MEDIUM SSRF via Unrestricted URL Fetch in Download Command -12 ▶
handle_download() issues urllib.request.urlopen() to any pdf_url present in the search result JSON. Since the agent can construct or receive search result JSON with attacker-controlled pdf_url values, this allows Server-Side Request Forgery against internal services (metadata endpoints, container runtimes, intranet APIs) reachable from the host running the agent.
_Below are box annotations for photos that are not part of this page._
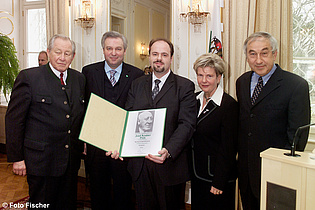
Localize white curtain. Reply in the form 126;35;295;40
46;0;69;40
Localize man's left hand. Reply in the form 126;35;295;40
145;148;169;164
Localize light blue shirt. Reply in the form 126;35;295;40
250;64;277;96
104;61;122;82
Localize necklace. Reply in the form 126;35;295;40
203;94;211;102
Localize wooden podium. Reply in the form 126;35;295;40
260;148;315;210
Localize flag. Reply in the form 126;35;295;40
209;0;224;58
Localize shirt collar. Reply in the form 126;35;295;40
49;62;68;81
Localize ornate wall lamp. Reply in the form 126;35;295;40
75;0;95;29
179;0;210;33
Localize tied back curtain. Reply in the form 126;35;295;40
46;0;69;40
223;0;293;97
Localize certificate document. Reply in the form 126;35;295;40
79;93;166;157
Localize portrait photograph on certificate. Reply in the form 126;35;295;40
79;93;166;157
120;108;166;157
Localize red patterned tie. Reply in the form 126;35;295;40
60;73;65;85
251;77;264;105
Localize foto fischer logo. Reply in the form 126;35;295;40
2;202;9;208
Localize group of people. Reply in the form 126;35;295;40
5;31;310;210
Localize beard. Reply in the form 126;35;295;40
153;62;165;73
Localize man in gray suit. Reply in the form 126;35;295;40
111;39;197;210
236;32;310;210
5;35;85;209
82;31;144;210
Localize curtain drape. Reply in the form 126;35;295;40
46;0;69;40
222;0;256;97
255;0;293;71
223;0;293;97
222;0;293;209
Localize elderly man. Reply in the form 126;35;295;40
236;32;310;210
5;35;85;209
82;31;144;209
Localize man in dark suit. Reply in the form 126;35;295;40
112;39;197;210
82;31;144;209
5;35;85;209
236;32;310;210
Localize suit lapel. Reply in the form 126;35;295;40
94;61;105;97
253;66;282;107
144;75;157;106
197;100;218;125
117;63;130;99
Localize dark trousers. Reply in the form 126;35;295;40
87;148;134;210
240;183;260;210
191;177;235;210
134;159;185;210
27;166;78;210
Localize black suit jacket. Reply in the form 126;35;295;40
126;72;197;185
82;61;144;166
5;64;85;176
192;93;239;191
236;65;310;199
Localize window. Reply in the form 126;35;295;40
21;0;47;69
292;0;315;125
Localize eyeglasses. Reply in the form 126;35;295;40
247;50;273;59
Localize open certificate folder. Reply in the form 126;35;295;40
79;93;166;157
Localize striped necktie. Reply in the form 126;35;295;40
251;77;264;105
152;79;161;100
109;70;117;86
60;73;65;85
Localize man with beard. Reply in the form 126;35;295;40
136;111;154;133
111;39;197;210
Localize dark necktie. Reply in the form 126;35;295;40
60;73;65;85
251;77;264;105
152;79;161;100
109;70;117;86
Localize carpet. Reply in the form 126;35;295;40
0;196;29;210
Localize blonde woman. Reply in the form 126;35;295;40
191;54;238;209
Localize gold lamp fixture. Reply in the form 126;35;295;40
75;0;95;29
179;0;210;33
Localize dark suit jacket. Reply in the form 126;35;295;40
82;61;144;169
192;93;239;191
126;72;197;185
236;65;310;198
5;64;85;176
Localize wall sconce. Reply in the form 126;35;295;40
140;42;149;60
179;0;210;33
75;0;95;29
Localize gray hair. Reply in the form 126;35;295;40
193;53;226;76
243;31;278;55
101;31;128;50
47;34;75;56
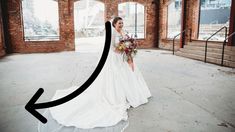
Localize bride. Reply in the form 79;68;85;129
38;17;151;129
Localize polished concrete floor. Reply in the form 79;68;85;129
0;49;235;132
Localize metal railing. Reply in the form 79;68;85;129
221;32;235;66
204;26;228;62
172;28;192;55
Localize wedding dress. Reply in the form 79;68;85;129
37;22;151;129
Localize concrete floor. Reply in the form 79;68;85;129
0;50;235;132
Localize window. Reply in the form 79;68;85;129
74;0;105;38
199;0;231;41
167;0;182;38
22;0;59;41
118;2;145;39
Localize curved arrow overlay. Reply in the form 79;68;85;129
25;21;111;123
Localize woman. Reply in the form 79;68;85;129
38;17;151;129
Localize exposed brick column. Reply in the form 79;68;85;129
0;2;6;57
228;0;235;46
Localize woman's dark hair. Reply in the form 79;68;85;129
112;17;122;27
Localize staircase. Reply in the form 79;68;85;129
175;40;235;68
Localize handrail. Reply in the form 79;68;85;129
221;32;235;66
172;28;192;55
204;26;228;62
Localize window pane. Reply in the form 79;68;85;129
167;0;182;38
74;0;105;38
118;2;145;38
199;0;231;41
22;0;59;41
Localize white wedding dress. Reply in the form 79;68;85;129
37;25;151;129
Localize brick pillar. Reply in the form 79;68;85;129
228;0;235;46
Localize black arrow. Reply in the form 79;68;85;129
25;21;111;123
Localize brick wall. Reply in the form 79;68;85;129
0;3;5;57
8;0;157;53
159;0;199;49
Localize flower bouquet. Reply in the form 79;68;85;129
116;35;137;63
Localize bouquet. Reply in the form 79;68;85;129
116;35;137;62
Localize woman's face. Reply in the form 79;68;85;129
115;20;123;31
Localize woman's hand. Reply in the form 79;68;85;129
114;48;121;54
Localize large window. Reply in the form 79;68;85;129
74;0;105;38
167;0;182;38
199;0;231;41
22;0;59;41
118;2;145;38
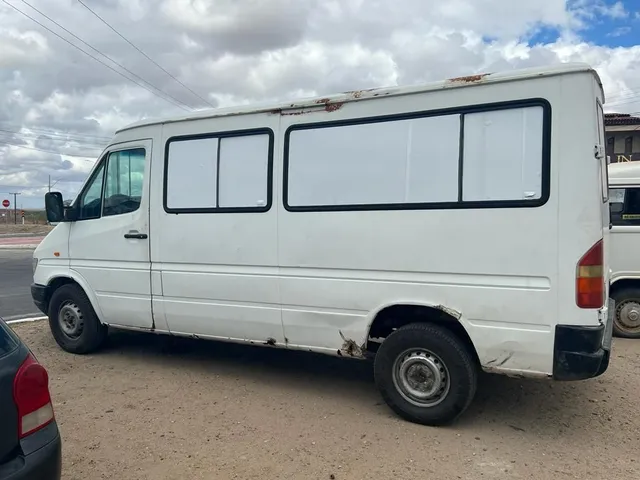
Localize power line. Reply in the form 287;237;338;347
2;0;189;111
22;0;191;109
78;0;215;108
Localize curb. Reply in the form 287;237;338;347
5;317;48;325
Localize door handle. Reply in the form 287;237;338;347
124;232;147;240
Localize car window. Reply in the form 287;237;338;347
609;187;640;225
0;320;18;357
78;162;104;220
102;148;145;217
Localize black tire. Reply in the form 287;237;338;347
374;323;478;426
49;284;107;354
611;287;640;338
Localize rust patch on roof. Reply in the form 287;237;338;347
448;73;491;83
316;98;344;113
282;110;313;116
344;88;376;98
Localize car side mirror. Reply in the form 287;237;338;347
44;192;65;223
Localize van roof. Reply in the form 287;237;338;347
116;63;604;133
609;162;640;185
MEDIUM Arbitrary Directory Traversal in Analyze Command -15 ▶
The directory parameter of the analyze command is passed directly to os.listdir() without canonicalization, realpath normalization, or a chroot/base-path check. An agent or user providing directory='/' or directory='../../etc' would enumerate and attempt PDF processing on any readable path on the filesystem, leaking directory listings through error messages and potentially processing non-PDF files if they contain readable text.
MEDIUM Unsanitized Author Name in Filesystem Path Construction -8 ▶
When constructing the download filename, the code uses authors[0] directly without sanitization, while only the title is regex-filtered. An attacker who can inject a paper with authors=['../../../tmp/evil'] into the search results can cause arbitrary write-path traversal when the agent invokes download.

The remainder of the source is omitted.